My grandparents, Monica and Gus O'Brien, walked the mile to church or hitched the horse and cart to go to Petty Harbour for Mass before they ever had a car. While attendance at Mass was important, I think the part of the faith that entered everyday life was the Rosary. Every evening after supper, when everything was cleared away, Nan, Granda, Uncle France and I knelt in the kitchen. Granda or Nan would start and each of us in turn would lead a decade of the Rosary. Periodically Granda, a tall, big man, would break wind while he leaned over the chair. Uncle France and I did our best not to laugh, but depending on the sound or sometimes chorus out of Granda, it was hard not to laugh. Nan laughed too, but silently. Any time I looked over at her, she'd have her head down, shaking. The thing was, the Rosary went on, regardless. It was common for people to drop-by in those days and anyone who came by during Rosary time just picked a spot and knelt with the rest of us to pray.
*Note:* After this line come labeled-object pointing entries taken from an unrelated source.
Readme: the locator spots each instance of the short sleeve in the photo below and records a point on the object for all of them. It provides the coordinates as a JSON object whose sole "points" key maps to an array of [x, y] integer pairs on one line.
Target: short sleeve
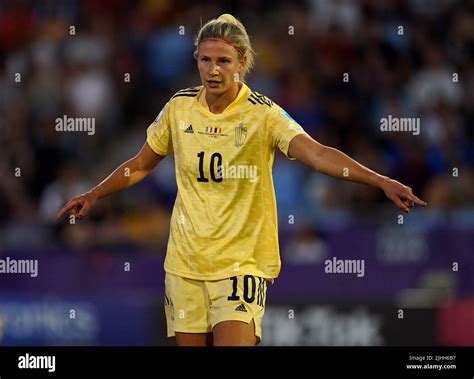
{"points": [[159, 133], [283, 129]]}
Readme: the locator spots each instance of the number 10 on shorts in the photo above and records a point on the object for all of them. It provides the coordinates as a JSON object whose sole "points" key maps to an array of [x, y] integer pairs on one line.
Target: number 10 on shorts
{"points": [[250, 290]]}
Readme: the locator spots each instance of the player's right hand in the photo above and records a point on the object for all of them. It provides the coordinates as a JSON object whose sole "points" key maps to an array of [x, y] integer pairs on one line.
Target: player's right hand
{"points": [[79, 206]]}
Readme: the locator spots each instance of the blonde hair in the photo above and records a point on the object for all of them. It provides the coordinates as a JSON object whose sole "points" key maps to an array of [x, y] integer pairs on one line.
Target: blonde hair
{"points": [[230, 29]]}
I remember when I first started to say the Rosary with my grandparents, I couldn't figure out what they were saying. I knew the Hail Mary of course, but in the repetition of the prayer and the speed with which it was said, I couldn't figure out what was being said. Was this some new version I didn't know? The first two words, Hail Mary, were always loudly spoken; then the rest of the verse rapidly trailed off until . . .Holy Mary (loudly) and the same thing happened. There were always intentions with the praying too. Many a soul was ushered into heaven (we hoped), or the sick remembered, and always there were prayers for the family. When the Rosary was done, I could go out to play. Usually I went down to the Martin family; they'd be at the Rosary too and I'd join in with them. If I was lucky, they'd almost be finished. At least that's what I thought then.
Years later, as my father, Samuel Pretty, lay dying, one of the last things we heard him say was the 'Holy Mary, mother of God, pray for us sinners, now and at the hour of our death,' part of the Rosary. He was saying it spontaneously when he could barely speak. Years of praying came down to that one simple prayer in the end. I think he was comforted by it.